The idea is not new yet simple, creating a symmetrical structure by evenly dividing a circle with the given shape that rotates around it. The major part is the shape generation, which uses the @shape function that I wrote about before.

New explorations

There are so many results that I haven't seen before.
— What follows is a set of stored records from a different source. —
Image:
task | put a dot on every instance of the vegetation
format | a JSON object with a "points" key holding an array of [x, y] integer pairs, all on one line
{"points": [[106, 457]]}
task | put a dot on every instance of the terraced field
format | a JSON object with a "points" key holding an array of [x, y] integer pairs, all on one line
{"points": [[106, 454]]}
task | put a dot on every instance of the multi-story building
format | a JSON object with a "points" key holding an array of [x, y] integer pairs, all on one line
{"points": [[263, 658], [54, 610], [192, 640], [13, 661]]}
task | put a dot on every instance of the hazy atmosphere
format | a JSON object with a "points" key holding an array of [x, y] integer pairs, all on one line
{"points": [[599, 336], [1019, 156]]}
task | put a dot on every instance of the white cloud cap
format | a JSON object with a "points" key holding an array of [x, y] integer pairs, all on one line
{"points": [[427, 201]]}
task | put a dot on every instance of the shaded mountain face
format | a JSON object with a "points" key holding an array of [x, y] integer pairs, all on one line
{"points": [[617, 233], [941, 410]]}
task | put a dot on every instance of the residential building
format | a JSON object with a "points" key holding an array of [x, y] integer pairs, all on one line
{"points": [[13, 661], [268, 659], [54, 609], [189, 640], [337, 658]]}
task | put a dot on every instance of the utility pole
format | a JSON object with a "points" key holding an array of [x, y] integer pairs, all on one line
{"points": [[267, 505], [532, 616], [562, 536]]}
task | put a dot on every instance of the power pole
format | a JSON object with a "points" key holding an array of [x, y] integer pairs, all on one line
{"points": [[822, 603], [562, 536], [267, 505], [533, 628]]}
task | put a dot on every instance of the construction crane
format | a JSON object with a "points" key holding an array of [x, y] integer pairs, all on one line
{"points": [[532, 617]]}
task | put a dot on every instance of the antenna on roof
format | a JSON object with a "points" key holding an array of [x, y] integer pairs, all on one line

Just changing the shape function will emerge something interesting.

clip-path: @shape(
  points: 200;
  frame: 20;
  scale: .5;
  x: (1 + sin(t)) * cos(t);
  y: -sin(t);
);
clip-path: @shape(
  points: 100;
  scale: .5 .9;
  x: (1 + sin(t)) * cos(t);
  y: -sin(t);
  frame: 18;
);
clip-path: @shape(
  points: 80;
  scale: .009;
  frame: 2000;
  r: 50*abs.sin(2t) - 90;
);
clip-path: @shape(
  points: 360;
  frame: 170;
  scale: .4;
  x: sin(t) + tan.sin(4t) +
     tan.sin(t);
  y: cos(9t) + tan.cos(3t) +
     tan.cos(8t);
);
clip-path: @shape(
  points: 120;
  scale: .225;
  x: sin(t) + tan.sin(4t) +
     tan.sin(t);
  y: cos(9t) + tan.cos(3t) +
     tan.cos(8t);
);
clip-path: @shape(
  points: 360;
  scale: .4;
  x: sin(t) + tan.cos(t) +
     tan.sin(t);
  y: cos(17t) + tan.cos(t) +
     tan.cos(t);
  frame: 50;
);
clip-path: @shape(
  points: 360;
  frame: 38;
  scale: 1.18;
  r: abs.sin.tan(sin(1.5t)*1.14);
);
clip-path: @shape(
  points: 200;
  scale: .5;
  r: cos(5t)^2 + sin(5t) + .4;
  frame: 40;
);
clip-path: @shape(
  points: 360;
  scale: .8;
  x: sin(t) + tan.sin(4t) +
     tan.sin(t);
  y: cos(9t) + tan.cos(3t) +
     tan.cos(8t);
  frame: 260;
);

Complete source code

There's the complete source code for the first one:

<css-doodle>
  @grid: 12x1 / 280px auto 1 / #1b2242;
  @seed: 1676602917230;
  @place: @plot(r: .5; dir: auto -90);
  @size: 50%;
  :container { filter: drop-shadow(0 -1px 0 #fff) }
  clip-path: @shape(rotate: 30);
  background: @doodle(
    background: radial-gradient(
      @m6.@P(#f2cc67,#f38264,#f40034,#5f051f,#75baa8)
    );
    clip-path: @shape(
      points: 200;
      frame: 20;
      scale: .5;
      x: (1 + sin(t)) * cos(t);
      y: -sin(t);
    );
  );
</css-doodle>

It's probably easier to create these patterns with GUI tools, however, I'd prefer tweaking code to dragging controls. It's slower but the excitement may last longer.